What is Chronic or Persistent Pain?
Chronic or persistent pain is broadly defined as either ongoing or recurrent pain that lasts for more than 12 weeks, and can either be continuous or recurring pain. This pain may be due to an injury, an episode of acute illness (pain related to cancer is not considered chronic or persistent pain), or in relation to a chronic illness. Sometimes there is no clear cause for chronic pain. For example, fibromyalgia is a poorly understood condition characterized by chronic pain that is required for diagnosis, although there is no consensus about its cause.
Pain is very subjective, because each individual’s sensation of pain, and ability to tolerate it, is different. Traditionally, addiction and chronic or persistent pain have been treated as two separate conditions. However, someone with a drug or alcohol abuse disorder, or certain mental health disorders may also have chronic pain, and these co-existing conditions should be addressed concurrently. Like addiction, chronic pain involves dysfunctional processing of signals in the brain.
Ongoing, chronic pain can result in sleeplessness, anxiety and depression, which creates more pain, creating a spiral of increasing pain. Depression can result in chronic pain, and chronic pain can result in depression. Research has demonstrated that depression, the most common mental health disorder, negatively affects the outcome of pain treatment. Both chronic pain and substance abuse disorders are strongly associated with co-occurring mental health problems including depression, anxiety, post-traumatic stress disorders, and mental health problems that result in physical symptoms including pain (known as somatoform disorders).
Sovereign Health Group’s addiction, mental health and dual diagnosis treatment center in San Clemente, California, provides individualized treatment for all patients, including those who have a chronic pain condition. This may include prescribing medication to reduce pain when deemed appropriate after a medical assessment. Our sophisticated electroencephalogram (EEG) technology and data analysis can be use for diagnostic “brain mapping,” and neurofeedback to help patients learn to control the sensation of pain by controlling brainwaves. Core treatment modalities offered by Sovereign Health include dialectical behavior therapy (DBT), an offshoot of cognitive behavioral therapy (CBT). Mindfulness activities such as meditation and yoga are also available in order to alter a person’s response to pain and reduce suffering. For more information about our programs, call (866) 264-9778.
How Many People Have Chronic Pain and Who Treats Them?
A 2011 report from the federal Institutes of Medicine (IOM), Relieving Pain in America: A Blueprint for Transforming Prevention, Care, Education and Research, estimated that 116 million adults in the United States experience chronic pain every year; that is more than the combined number of people affected by heart disease, cancer and diabetes.
Research has found that physicians who specialize in pain treat only 2 percent of the people who have chronic or persistent pain. Of the remaining 98 percent:
- 7 percent are treated by acupuncturists
- 40 percent are treated by chiropractors
- 52 percent are treated by primary care physicians.

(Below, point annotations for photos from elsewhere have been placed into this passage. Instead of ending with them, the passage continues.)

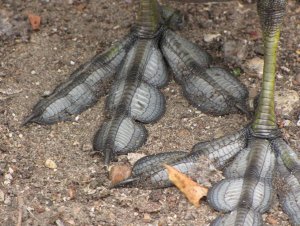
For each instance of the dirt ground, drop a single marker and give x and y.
(71, 32)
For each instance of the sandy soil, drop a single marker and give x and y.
(76, 193)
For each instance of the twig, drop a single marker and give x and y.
(20, 215)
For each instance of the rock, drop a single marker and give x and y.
(50, 164)
(210, 37)
(133, 157)
(286, 100)
(119, 173)
(235, 51)
(255, 66)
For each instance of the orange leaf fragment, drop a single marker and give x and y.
(35, 21)
(119, 173)
(192, 190)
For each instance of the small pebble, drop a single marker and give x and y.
(210, 37)
(50, 164)
(255, 65)
(119, 173)
(147, 218)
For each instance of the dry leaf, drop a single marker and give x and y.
(50, 164)
(35, 21)
(119, 173)
(192, 190)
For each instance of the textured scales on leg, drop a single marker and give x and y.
(250, 157)
(85, 86)
(132, 72)
(212, 90)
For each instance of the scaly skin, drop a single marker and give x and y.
(132, 72)
(249, 157)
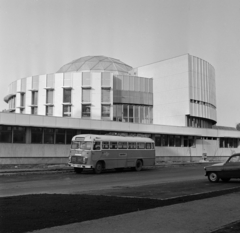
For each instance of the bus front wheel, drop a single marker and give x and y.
(78, 170)
(138, 166)
(98, 168)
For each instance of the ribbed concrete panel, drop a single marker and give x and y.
(28, 95)
(42, 95)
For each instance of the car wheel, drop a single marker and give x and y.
(78, 170)
(138, 166)
(225, 179)
(213, 177)
(98, 168)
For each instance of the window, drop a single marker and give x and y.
(125, 113)
(66, 110)
(86, 96)
(86, 110)
(49, 97)
(19, 134)
(5, 134)
(49, 110)
(106, 79)
(122, 145)
(48, 136)
(132, 145)
(60, 136)
(86, 79)
(70, 134)
(34, 110)
(113, 145)
(97, 146)
(34, 98)
(105, 111)
(67, 97)
(148, 145)
(36, 135)
(105, 95)
(22, 100)
(141, 145)
(105, 145)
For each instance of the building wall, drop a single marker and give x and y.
(183, 85)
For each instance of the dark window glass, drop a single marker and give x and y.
(105, 145)
(36, 135)
(34, 98)
(164, 140)
(48, 136)
(67, 96)
(132, 145)
(141, 145)
(22, 100)
(86, 110)
(148, 145)
(157, 140)
(49, 97)
(97, 146)
(105, 96)
(171, 140)
(5, 134)
(60, 136)
(66, 110)
(113, 145)
(70, 134)
(19, 134)
(178, 141)
(105, 111)
(34, 110)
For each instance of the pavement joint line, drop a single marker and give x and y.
(215, 193)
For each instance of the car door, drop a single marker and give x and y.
(231, 168)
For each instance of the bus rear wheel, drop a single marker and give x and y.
(138, 166)
(98, 168)
(78, 170)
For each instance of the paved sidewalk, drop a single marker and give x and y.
(200, 216)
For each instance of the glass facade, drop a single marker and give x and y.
(86, 110)
(132, 113)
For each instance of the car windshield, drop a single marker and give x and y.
(81, 145)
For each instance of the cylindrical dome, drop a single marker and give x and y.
(97, 63)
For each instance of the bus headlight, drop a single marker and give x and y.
(85, 159)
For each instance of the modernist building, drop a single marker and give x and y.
(173, 101)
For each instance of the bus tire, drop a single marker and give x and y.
(138, 166)
(78, 170)
(98, 168)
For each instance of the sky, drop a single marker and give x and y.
(39, 36)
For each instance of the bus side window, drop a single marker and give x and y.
(97, 146)
(148, 145)
(132, 145)
(141, 145)
(105, 145)
(113, 145)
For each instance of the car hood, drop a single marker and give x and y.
(216, 164)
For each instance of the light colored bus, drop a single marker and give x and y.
(100, 152)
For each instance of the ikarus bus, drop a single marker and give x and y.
(100, 152)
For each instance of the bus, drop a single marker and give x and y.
(100, 152)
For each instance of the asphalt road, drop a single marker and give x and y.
(188, 179)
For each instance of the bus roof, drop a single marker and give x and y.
(92, 137)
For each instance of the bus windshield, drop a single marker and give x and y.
(81, 145)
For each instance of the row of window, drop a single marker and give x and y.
(19, 134)
(133, 113)
(202, 103)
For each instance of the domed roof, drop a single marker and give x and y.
(95, 63)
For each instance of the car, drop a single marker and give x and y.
(224, 171)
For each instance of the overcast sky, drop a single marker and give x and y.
(39, 36)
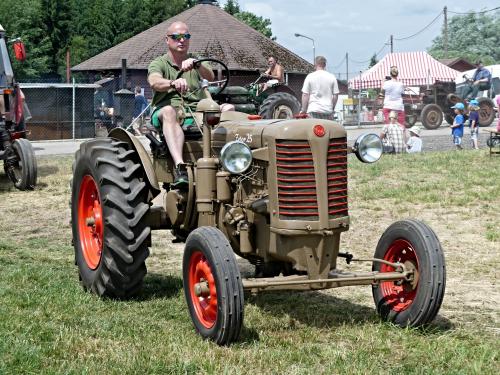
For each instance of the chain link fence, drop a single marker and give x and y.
(60, 111)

The American Chronic Pain Association (ACPA), a non-profit, tax exempt organization, provides support for people with chronic pain, including a resource guide to chronic pain medication and treatment. The ACPA notes that there are many additional therapeutic approaches to chronic pain, including behavioral-psychological modalities such as cognitive behavioral treatment and surgery. The most common treatment is prescription pain medication, frequently opioid (narcotic) painkillers such as:
- Fentanyl (Actiq, Duragesic, Fentora)
- Hydrocodone (Lorcet, Lortab, Norco, Vicodin)
- Hydromorphone (Dilaudid, Exalgo)
- Meperidine (Demerol)
- Methadone (Dolophine, Methadose)
- Morphone (Avinza, Kadian, MS Contin, Ora-Morph SR)
- Oxycodone (OxyContin, Oxyfast, Percocet, Roxicodone)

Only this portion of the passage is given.